大きなボストンバックを抱えた生徒が友人達に会っては挨拶を交わす。
桜華学園は、東京郊外の山奥に建っている全寮制の男子校である。
関東有数の進学校でもあるため、全国から優秀な生徒が集まっていた。
しかし自然の中に囲まれたせいか、結構自由でのんびりとした校風で、同じ華宮学園グループの進学校である松華学園とは違った雰囲気を持っていて大変人気があった。
「よっ、水野。久しぶり」
「水野、はよー」
「水野、どの寮になった?」
バス停からゆったりとした歩調で歩いていた、水野渚にも次々と声が掛かった。
声をかけた者には視線と短い言葉で返事をしながら、渚は寮の事務所へと向かった。
「3年の水野渚君ね……第3寮の205号室だわ、はい、鍵」
渚は事務員の女性に黙礼すると、鍵を受け取って自分の新しい部屋に向かった。
鍵は開いていた。
――今年1年の同居人か。
寮は二人一部屋である。
他人を自分の空間に入れるのが苦痛な渚は、1年・2年と慣れるのに苦労した。
――自分を不愉快にしない者なら……耐えれるだろう。
そう思ってドアを開けた。
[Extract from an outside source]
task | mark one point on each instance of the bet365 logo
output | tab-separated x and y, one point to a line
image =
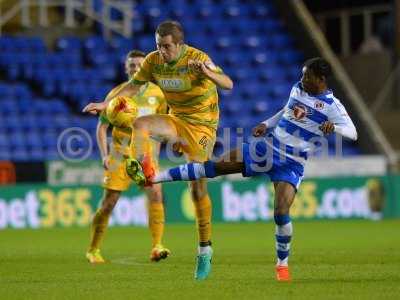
203	142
中にいたのは……。
――和泉博隆!!!
最悪だ。
よりによって一番なりたくなかったヤツだ。
渚は、目の前が真っ暗になった。
「よっ、水野。初めましてかな。今年一年よろしく頼むぜ。」
ベットの上で胡座をかいて煙草を吸っていたヤツは、ニヤッと笑って手を振っていた。
***
博隆と渚。
二人は桜華学園の中では有名人だった。
和泉博隆。
関東一円を締める『泉龍会』の会長の孫。
入学式の日、博隆を守る為・博隆の世話をするために桜華学園に入学していた2・3年の者達が、登校してきた博隆を見つけて、校門の前で一列になり、「お待ちしておりました!」と、ビシッとそろって礼をした姿は今では桜華の伝説となった。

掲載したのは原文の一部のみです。